Chair of the Democratic Party of Virginia
- In office 1972–1979
- Preceded by: William G. Thomas
- Succeeded by: Richard J. Davis

Personal details
- Born: Joseph Thomas Fitzpatrick June 1, 1929 Norfolk, Virginia, U.S.
- Died: July 12, 2006 (aged 77) Norfolk, Virginia, U.S.
- Party: Democratic
- Spouse: Angeline Venuto

= Joseph T. Fitzpatrick =

American politician

Joseph Thomas Fitzpatrick (June 1, 1929 - July 12, 2006) was an American politician.

Asked to be part of the Robert F Kennedy 1968 Presidential campaign. Primarily to assist the RFK Presidential campaign throughout the southern states.

== Early life ==
Fitzpatrick was born in Norfolk, Virginia, in the neighborhood of Ocean View. Fitzpatrick was a high school basketball coach and was involved with the banking business. He was also Royster Fertilizer Company’s Traffic Manager for 15 years.

== Political career ==
He was a member of the Democratic Party and was elected Chairman of the Democratic Party of Virginia. He was involved with the 1960 presidential campaign of John F. Kennedy and the 1968 presidential campaign of Robert F. Kennedy.

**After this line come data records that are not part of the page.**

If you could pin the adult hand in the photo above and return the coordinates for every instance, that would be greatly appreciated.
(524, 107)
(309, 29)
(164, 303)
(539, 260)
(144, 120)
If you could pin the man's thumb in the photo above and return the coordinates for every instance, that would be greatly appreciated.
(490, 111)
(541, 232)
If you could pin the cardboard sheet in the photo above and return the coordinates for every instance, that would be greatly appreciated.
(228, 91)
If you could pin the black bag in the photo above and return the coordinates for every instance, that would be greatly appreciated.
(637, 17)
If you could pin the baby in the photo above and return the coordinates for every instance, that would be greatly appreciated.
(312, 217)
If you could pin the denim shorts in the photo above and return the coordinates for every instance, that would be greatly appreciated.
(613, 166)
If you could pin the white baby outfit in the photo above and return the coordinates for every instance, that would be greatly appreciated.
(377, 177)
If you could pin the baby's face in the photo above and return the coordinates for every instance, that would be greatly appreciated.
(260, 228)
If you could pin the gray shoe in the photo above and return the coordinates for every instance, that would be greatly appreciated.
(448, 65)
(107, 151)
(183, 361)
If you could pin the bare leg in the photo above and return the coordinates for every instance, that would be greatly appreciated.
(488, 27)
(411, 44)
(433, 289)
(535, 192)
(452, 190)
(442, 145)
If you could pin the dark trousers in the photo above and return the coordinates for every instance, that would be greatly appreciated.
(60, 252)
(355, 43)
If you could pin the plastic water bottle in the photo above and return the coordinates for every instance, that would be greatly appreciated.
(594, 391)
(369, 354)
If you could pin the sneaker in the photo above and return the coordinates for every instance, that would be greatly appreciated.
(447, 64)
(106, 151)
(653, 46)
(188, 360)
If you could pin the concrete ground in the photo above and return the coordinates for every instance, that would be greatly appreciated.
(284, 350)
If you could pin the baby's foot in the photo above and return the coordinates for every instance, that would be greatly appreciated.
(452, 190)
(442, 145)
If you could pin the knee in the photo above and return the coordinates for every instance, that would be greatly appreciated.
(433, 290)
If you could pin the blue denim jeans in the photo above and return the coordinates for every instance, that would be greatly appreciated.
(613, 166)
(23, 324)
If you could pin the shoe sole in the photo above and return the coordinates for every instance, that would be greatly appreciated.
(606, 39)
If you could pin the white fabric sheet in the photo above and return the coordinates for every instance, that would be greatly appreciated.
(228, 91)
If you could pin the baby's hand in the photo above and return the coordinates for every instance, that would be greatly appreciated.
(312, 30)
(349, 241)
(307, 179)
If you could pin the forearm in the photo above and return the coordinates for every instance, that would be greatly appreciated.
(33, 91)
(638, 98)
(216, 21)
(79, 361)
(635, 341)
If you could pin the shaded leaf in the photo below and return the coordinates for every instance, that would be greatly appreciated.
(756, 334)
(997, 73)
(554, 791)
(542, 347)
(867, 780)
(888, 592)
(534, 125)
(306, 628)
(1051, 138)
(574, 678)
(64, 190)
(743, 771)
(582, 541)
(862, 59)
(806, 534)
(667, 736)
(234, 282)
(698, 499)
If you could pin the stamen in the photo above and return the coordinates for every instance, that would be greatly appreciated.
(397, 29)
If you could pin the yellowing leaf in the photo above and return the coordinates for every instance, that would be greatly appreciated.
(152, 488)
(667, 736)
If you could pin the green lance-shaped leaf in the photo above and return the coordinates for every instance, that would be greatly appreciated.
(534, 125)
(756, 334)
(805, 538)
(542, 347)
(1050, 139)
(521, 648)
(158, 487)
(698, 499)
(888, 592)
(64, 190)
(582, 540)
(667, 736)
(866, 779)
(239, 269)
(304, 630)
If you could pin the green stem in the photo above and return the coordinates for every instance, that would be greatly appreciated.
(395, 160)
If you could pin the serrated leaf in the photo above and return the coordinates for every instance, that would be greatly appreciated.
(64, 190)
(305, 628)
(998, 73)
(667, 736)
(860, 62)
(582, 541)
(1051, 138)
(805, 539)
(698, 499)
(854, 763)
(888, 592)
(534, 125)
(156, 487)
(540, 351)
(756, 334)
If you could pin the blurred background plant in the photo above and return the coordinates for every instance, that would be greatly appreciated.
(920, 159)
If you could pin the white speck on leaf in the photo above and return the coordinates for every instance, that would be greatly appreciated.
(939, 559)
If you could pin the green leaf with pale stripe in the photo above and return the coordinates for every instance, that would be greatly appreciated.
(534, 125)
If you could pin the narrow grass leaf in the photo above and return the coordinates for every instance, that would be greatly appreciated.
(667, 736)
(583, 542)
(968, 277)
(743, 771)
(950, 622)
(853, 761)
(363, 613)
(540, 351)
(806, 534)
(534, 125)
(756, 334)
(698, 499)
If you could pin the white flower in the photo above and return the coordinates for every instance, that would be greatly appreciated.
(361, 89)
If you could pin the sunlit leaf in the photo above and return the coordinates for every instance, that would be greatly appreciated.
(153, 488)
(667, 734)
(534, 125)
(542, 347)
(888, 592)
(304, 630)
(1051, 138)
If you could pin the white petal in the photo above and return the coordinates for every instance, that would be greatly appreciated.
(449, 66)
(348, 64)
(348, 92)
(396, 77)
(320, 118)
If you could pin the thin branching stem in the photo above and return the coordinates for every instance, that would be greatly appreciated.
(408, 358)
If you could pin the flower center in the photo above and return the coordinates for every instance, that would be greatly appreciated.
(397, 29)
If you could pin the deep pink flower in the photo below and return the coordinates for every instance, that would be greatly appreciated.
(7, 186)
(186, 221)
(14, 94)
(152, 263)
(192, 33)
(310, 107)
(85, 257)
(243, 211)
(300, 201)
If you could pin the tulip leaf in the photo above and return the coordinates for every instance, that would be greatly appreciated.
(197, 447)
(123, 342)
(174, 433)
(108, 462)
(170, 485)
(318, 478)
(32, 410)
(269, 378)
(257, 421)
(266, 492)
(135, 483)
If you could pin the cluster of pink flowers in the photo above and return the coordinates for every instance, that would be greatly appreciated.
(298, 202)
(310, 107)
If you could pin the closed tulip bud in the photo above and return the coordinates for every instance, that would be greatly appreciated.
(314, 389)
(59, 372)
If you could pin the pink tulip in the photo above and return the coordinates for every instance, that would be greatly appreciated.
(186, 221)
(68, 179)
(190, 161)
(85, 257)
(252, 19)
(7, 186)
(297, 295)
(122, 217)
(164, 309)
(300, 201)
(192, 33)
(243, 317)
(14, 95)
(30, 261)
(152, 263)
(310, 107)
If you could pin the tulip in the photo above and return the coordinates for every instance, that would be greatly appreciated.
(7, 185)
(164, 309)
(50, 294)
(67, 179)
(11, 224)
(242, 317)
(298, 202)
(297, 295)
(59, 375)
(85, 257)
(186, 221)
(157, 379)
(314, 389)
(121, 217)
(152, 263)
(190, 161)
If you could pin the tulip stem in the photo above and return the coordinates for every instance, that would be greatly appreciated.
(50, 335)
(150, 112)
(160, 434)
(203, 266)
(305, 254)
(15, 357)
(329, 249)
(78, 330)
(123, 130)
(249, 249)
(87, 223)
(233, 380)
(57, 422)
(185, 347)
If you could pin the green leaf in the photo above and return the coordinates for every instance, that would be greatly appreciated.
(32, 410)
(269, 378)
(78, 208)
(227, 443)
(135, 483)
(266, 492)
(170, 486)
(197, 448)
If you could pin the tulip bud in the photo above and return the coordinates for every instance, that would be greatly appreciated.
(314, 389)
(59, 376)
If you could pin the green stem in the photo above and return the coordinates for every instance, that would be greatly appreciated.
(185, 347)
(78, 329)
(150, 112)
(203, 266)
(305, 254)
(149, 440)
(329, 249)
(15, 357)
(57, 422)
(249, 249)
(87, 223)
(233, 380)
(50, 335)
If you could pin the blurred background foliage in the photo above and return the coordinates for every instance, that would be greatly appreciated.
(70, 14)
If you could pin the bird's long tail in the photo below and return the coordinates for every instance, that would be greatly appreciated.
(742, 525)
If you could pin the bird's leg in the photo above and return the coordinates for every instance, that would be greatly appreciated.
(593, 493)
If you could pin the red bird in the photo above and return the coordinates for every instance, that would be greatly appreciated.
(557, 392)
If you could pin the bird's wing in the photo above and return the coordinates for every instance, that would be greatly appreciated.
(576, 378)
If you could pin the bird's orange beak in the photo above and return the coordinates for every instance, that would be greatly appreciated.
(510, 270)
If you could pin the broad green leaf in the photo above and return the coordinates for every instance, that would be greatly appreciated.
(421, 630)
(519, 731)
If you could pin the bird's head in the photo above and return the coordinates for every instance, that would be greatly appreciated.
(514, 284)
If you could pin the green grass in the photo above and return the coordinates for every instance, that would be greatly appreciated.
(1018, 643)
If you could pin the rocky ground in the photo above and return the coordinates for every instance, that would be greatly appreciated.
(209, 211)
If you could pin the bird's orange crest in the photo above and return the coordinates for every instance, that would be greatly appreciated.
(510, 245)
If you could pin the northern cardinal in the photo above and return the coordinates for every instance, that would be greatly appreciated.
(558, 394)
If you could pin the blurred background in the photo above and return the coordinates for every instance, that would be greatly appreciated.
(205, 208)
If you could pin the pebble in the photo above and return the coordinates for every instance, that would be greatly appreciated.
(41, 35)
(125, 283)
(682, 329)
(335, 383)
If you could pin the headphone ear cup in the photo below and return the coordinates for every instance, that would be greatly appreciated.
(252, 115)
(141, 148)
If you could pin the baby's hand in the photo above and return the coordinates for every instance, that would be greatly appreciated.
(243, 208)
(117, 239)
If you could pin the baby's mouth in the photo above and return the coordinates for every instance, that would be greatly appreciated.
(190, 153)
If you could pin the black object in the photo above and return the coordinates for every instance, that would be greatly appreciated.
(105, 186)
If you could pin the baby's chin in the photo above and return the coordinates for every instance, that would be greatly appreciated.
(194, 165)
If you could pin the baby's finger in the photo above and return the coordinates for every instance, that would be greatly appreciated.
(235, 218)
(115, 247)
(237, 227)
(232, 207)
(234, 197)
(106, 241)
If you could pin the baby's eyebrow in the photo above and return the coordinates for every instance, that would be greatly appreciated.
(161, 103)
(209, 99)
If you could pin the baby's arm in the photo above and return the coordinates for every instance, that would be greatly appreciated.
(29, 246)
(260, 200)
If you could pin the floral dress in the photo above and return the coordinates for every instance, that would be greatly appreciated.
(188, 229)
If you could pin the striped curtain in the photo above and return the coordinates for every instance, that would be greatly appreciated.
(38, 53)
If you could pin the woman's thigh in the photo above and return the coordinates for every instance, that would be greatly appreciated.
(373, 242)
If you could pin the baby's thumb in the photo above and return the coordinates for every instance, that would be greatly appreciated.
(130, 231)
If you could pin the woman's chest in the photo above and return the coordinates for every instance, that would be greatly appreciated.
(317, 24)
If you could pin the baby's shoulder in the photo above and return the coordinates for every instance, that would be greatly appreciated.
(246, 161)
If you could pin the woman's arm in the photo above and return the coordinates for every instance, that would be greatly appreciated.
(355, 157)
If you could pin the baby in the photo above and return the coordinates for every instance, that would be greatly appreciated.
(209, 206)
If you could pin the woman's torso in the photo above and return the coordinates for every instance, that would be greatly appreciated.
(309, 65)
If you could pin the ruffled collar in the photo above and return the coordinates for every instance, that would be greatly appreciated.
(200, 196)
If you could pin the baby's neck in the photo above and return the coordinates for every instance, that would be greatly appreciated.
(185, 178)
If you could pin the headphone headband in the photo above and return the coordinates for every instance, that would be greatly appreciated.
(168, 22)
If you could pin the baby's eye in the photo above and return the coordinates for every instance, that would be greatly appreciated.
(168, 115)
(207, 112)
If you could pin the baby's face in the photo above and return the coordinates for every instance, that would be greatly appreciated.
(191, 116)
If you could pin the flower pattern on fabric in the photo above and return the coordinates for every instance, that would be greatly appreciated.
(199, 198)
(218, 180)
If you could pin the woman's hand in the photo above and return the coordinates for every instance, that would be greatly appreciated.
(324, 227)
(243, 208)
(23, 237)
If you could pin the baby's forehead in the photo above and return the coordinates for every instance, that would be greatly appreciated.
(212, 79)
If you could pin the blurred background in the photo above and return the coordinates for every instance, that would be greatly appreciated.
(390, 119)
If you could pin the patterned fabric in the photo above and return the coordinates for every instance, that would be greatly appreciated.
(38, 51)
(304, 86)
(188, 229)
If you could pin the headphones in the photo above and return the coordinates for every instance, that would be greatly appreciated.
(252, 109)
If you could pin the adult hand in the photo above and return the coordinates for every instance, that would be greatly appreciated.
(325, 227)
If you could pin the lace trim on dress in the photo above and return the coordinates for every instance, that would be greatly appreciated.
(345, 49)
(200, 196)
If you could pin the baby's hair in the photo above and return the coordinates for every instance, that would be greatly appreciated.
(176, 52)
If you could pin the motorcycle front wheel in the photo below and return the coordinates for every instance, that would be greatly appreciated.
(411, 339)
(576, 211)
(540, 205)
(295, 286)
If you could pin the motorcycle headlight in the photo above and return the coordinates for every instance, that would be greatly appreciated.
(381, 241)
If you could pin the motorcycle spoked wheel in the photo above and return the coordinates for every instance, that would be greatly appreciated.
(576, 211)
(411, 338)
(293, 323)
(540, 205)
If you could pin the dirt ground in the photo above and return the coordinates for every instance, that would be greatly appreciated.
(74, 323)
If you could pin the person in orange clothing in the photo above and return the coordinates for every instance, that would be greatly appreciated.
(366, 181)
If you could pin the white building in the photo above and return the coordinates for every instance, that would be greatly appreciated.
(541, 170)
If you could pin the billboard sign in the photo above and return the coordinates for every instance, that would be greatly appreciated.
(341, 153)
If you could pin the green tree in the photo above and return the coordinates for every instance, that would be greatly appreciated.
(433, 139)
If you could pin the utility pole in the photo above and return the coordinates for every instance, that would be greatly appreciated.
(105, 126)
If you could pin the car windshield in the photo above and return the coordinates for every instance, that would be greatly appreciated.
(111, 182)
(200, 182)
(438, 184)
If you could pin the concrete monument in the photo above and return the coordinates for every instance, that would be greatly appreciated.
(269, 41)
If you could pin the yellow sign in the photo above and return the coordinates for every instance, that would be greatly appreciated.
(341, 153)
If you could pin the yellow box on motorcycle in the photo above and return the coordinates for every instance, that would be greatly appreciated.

Fitzpatrick served in the Virginia Senate from 1976 to 1981 and served as city treasurer of Norfolk, Virginia from 1981 to 2001. From 1992 to 2000, he served as vice president of the St. Mary's Cemetery board.

Fitzpatrick died in Norfolk, Virginia. He was survived by his three daughters and six grandchildren.